Perpetual Peace – Immanuel Kant

Synopsis:

In his essay on the development of peace-groups within international politics, Immanuel Kant advances an institutional approach which features consent and consensus networks among nation-states, as well as republican government as the institutional locus providing the binding glue of lasting peace. The Kantian peace-group is generated bottom-up from republican states – which institutionally extend transnationally via consent and consensus mechanisms.

Excerpts:

“The state of peace among men living in close proximity is not the natural state (status naturalis); instead, the natural state is one of war, which does not just consist in open hostilities, but also in the constant and enduring threat of them.
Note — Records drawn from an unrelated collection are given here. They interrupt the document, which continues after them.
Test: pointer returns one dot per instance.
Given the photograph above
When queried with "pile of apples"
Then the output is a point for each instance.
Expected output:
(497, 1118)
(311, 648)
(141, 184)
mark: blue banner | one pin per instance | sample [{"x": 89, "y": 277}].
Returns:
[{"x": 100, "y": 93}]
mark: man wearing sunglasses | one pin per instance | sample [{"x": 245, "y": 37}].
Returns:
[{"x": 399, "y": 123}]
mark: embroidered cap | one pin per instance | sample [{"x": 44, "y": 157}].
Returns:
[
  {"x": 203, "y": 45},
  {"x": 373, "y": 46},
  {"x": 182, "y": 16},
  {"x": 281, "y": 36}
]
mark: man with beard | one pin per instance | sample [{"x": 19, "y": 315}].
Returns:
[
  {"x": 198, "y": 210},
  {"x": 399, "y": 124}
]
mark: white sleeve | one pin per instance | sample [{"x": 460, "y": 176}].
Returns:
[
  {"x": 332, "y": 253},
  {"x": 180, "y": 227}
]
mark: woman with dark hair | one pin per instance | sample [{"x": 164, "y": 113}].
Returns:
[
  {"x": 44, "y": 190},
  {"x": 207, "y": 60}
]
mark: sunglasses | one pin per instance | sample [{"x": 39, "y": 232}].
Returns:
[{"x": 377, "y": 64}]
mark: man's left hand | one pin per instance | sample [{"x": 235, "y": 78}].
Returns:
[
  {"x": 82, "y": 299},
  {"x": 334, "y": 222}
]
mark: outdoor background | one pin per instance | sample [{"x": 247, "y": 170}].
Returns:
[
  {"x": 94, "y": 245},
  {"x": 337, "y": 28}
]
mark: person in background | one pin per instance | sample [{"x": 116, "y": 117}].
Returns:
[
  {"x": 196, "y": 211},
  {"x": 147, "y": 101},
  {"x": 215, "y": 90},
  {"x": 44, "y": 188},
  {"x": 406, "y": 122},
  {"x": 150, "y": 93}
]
“Without a contract among nations peace can be neither inaugurated nor guaranteed. A league of a special sort must therefore be established, one that we can call a league of peace (foedus pacificum), which will be distinguished from a treaty of peace (pactum pacis) because the latter seeks merely to stop one war, while the former seeks to end all wars forever.

“Now the republican constitution is the only one wholly compatible with the rights of men, but it is also the most difficult to establish and still harder to maintain, so much so that many contend that a republic must be a nation of angels, for men’s self-seeking inclinations make them incapable of adhering to so sublime a form of government.

“That kings should be philosophers, or philosophers kings is neither to be expected nor to be desired, for the possession of power inevitably corrupts reason’s free judgment.

“Both the love of man and the respect for the rights of man are our duty; the former is only conditional, while the latter is a unconditional, absolutely imperative duty, a duty that one must be completely certain of not having transgressed, if one is to be able to enjoy the sweet sense of having done right.

*All excerpts have been taken from Perpetual Peace and Other Essays, Hackett Publishing Company.